When the Conservative government refused to offer state-support for the shipyard despite it having a full order book and projected profits in 1972 it put at risk the jobs of over 6,000 workers. Reid and the other shop stewards knew that a conventional strike would be self-defeating allowing the workers to be locked out and UCS closed down. Instead they locked out the management completing company orders and proving the value of the site. In the end the Heath government backed down and the yards were saved.
At the time he said: “We are taking over the yards because we refuse to accept that faceless men can make these decisions. Even today the memory of workers taking the lead and proving the worthlessness of the boss-class serves as an inspiration. He believed that workers could take industrial action and behave with “responsibility, and with dignity, and with maturity”.
If confirmation was needed that Jimmy Reid was one of his generation’s towering political figures, it came in the form of his rectorial address at Glasgow University. His speech was so powerful it won him plaudits as one of Scotland’s most impressive orators of his time. The full text of his address was reprinted in the New York Times with that paper describing it as “the greatest speech since President Lincoln’s Gettysburg address”.
It confirmed Jimmy Reid as one of our greatest political thinkers and I believe it should be considered required reading for any trade union activist. He talked of the concept of alienation; the “cry of men who feel themselves the victims of blind economic forces beyond their control. It’s the frustration of ordinary people excluded from the processes of decision making. The feeling of despair and hopelessness that pervades people who feel with justification that they have no real say in shaping or determining their own destinies”.
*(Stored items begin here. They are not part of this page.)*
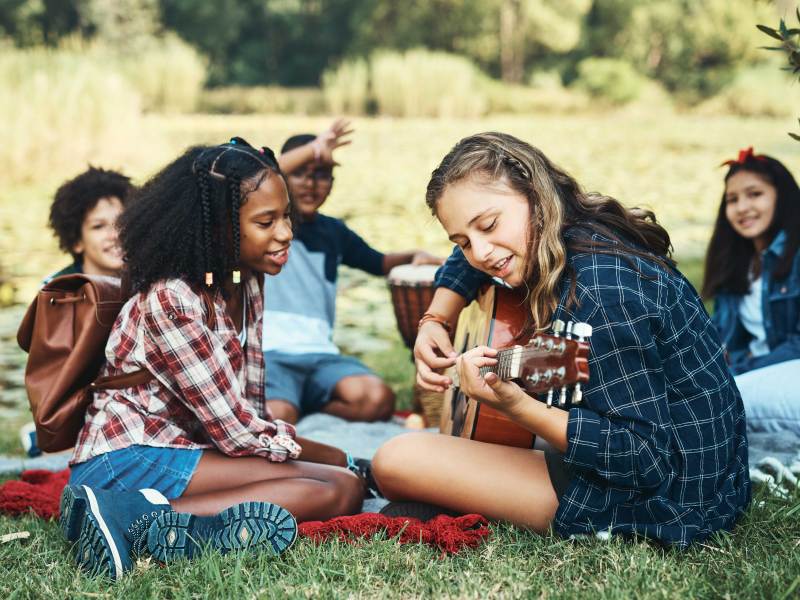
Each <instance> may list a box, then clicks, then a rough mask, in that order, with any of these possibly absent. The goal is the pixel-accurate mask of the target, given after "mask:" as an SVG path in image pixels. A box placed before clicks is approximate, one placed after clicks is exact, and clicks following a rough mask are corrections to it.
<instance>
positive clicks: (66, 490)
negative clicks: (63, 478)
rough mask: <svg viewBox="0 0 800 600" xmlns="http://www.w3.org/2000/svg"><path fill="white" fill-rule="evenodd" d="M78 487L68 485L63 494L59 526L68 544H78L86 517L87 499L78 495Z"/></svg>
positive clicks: (59, 509)
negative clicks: (77, 543) (85, 518)
mask: <svg viewBox="0 0 800 600" xmlns="http://www.w3.org/2000/svg"><path fill="white" fill-rule="evenodd" d="M77 490H78V487H77V486H73V485H67V486H65V487H64V491H63V492H61V502H60V504H59V511H58V524H59V525H60V526H61V531H62V533H63V534H64V537H65V538H66V539H67V541H68V542H76V541H78V538H79V537H80V535H81V529H82V528H83V518H84V516H85V515H86V499H85V498H83V497H82V496H80V495H79V494H78V493H77Z"/></svg>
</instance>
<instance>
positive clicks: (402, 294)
mask: <svg viewBox="0 0 800 600" xmlns="http://www.w3.org/2000/svg"><path fill="white" fill-rule="evenodd" d="M438 268H439V267H438V266H436V265H400V266H397V267H395V268H394V269H392V270H391V271H390V272H389V277H388V282H389V290H390V291H391V293H392V305H393V306H394V315H395V317H396V318H397V328H398V329H399V330H400V335H401V336H402V337H403V341H404V342H405V344H406V346H408V349H409V350H413V349H414V342H415V341H416V339H417V324H418V323H419V320H420V319H421V318H422V315H424V314H425V311H426V310H428V306H430V303H431V300H432V299H433V291H434V290H433V278H434V275H435V274H436V269H438ZM441 411H442V394H441V393H438V392H428V391H426V390H423V389H422V388H420V387H419V386H418V385H416V384H414V412H415V413H417V414H422V415H423V417H424V420H425V424H426V425H427V426H428V427H432V426H435V425H436V424H437V423H438V422H439V415H440V414H441Z"/></svg>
Most memorable was his outright rejection of the insidious unfairness and inequality that has pervaded society for generations. He mounted a stark defence of the humanity and dignity of all people in the face of economic failure, poverty and despair calling on his students at Glasgow University to reject the “rat race”.
He demanded of them: “Reject these attitudes. Reject the values and false morality that underlie these attitudes. A rat race is for rats. We’re not rats. We’re human beings. Reject the insidious pressures in society that would blunt your critical faculties to all that is happening around you, that would caution silence in the face of injustice lest you jeopardise your chances of promotion and self-advancement. This is how it starts and before you know where you are, you’re a fully paid-up member of the rat-pack. The price is too high. It entails the loss of your dignity and human spirit”.
Dignity and spirit. Two words which embody the legacy of Jimmy Reid and the class he represented.